I am here at the Boundary Dam coal fired power plant in Saskatchewan, Canada, witnessing the historic moment when Brad Wall, Premier of Saskatchewan, throws the switch on the technology that will capture the carbon dioxide from a generating unit at a coal fired power plant. It will capture more than 90% of the carbon dioxide that would otherwise escape to the atmosphere - demonstrating to sceptics that Carbon Capture and Storage (CCS) can be deployed at scale. Several pilot scale capture facilities have operated in the past, but this is the first time carbon capture has operated on a commercial scale on a power station anywhere in the world.

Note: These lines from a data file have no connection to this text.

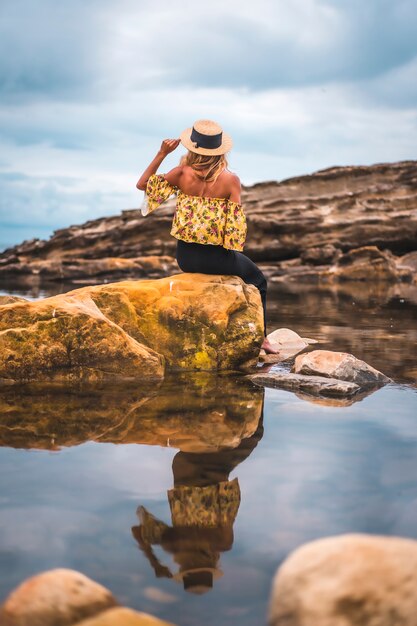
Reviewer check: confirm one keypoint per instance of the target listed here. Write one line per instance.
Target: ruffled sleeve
(158, 189)
(235, 228)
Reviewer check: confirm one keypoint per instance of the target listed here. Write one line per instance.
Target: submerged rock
(131, 329)
(123, 617)
(289, 343)
(312, 384)
(64, 597)
(59, 597)
(339, 365)
(349, 580)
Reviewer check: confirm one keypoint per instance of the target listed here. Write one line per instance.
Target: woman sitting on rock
(209, 222)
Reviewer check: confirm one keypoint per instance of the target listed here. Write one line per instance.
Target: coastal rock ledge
(133, 330)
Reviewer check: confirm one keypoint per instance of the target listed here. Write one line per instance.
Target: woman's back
(226, 185)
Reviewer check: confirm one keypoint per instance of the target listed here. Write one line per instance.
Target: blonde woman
(209, 223)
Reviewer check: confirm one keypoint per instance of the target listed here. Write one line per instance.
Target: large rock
(128, 330)
(309, 220)
(350, 580)
(368, 263)
(55, 598)
(90, 270)
(340, 365)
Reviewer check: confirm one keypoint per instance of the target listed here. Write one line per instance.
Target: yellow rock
(58, 597)
(132, 329)
(123, 617)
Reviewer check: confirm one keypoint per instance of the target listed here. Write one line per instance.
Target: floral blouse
(214, 221)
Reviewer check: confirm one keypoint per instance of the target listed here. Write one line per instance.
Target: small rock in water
(349, 580)
(289, 344)
(311, 384)
(339, 365)
(123, 617)
(55, 598)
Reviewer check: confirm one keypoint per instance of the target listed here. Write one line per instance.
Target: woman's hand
(168, 145)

The operators of Boundary Dam, SaskPower – a Canadian power utility company - developed a viable technical, environmental and economic case for investing in the carbon capture technology to transform an aging unit in a power station to one generating clean energy.

Boundary Dam will capture around one million tonnes of carbon dioxide each year – which the project has calculated is the equivalent to taking 250,000 cars off Saskatchewan roads annually. The captured carbon dioxide will be transported by pipeline to nearby oil fields and used for enhanced oil recovery (EOR). Any carbon dioxide not used for EOR will be permanently stored in deep underground rock formations at Aquistore, approximately 2km west of Boundary Dam.

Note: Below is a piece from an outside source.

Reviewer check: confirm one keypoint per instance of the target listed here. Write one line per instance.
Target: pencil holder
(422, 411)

Boundary Dam will soon be joined by other commercial scale CCS power stations - Kemper County in the US, using pulverised coal to generate clean electricity, is expected to be in operation in 2015; and Petra Nova in Texas is under construction. Our own White Rose and Peterhead projects, which are part of the Government’s £1bn commercialisation programme, are making good progress on their planning and engineering studies so that we can take final investment decisions early in 2016.

The launch of this ground-breaking CCS project is an opportune moment to reflect on how important this technology is to achieving our long term domestic and global climate change ambitions. Just last week, delegates in New York were reminded of the IPCC conclusions that without CCS, meeting our climate targets will be much more expensive and much more difficult. Power generation with CCS is no longer a pipe dream – today it is a reality.

For the UK, CCS is one part of our future low carbon mix, and could support 15,000 -30,000 jobs by 2030.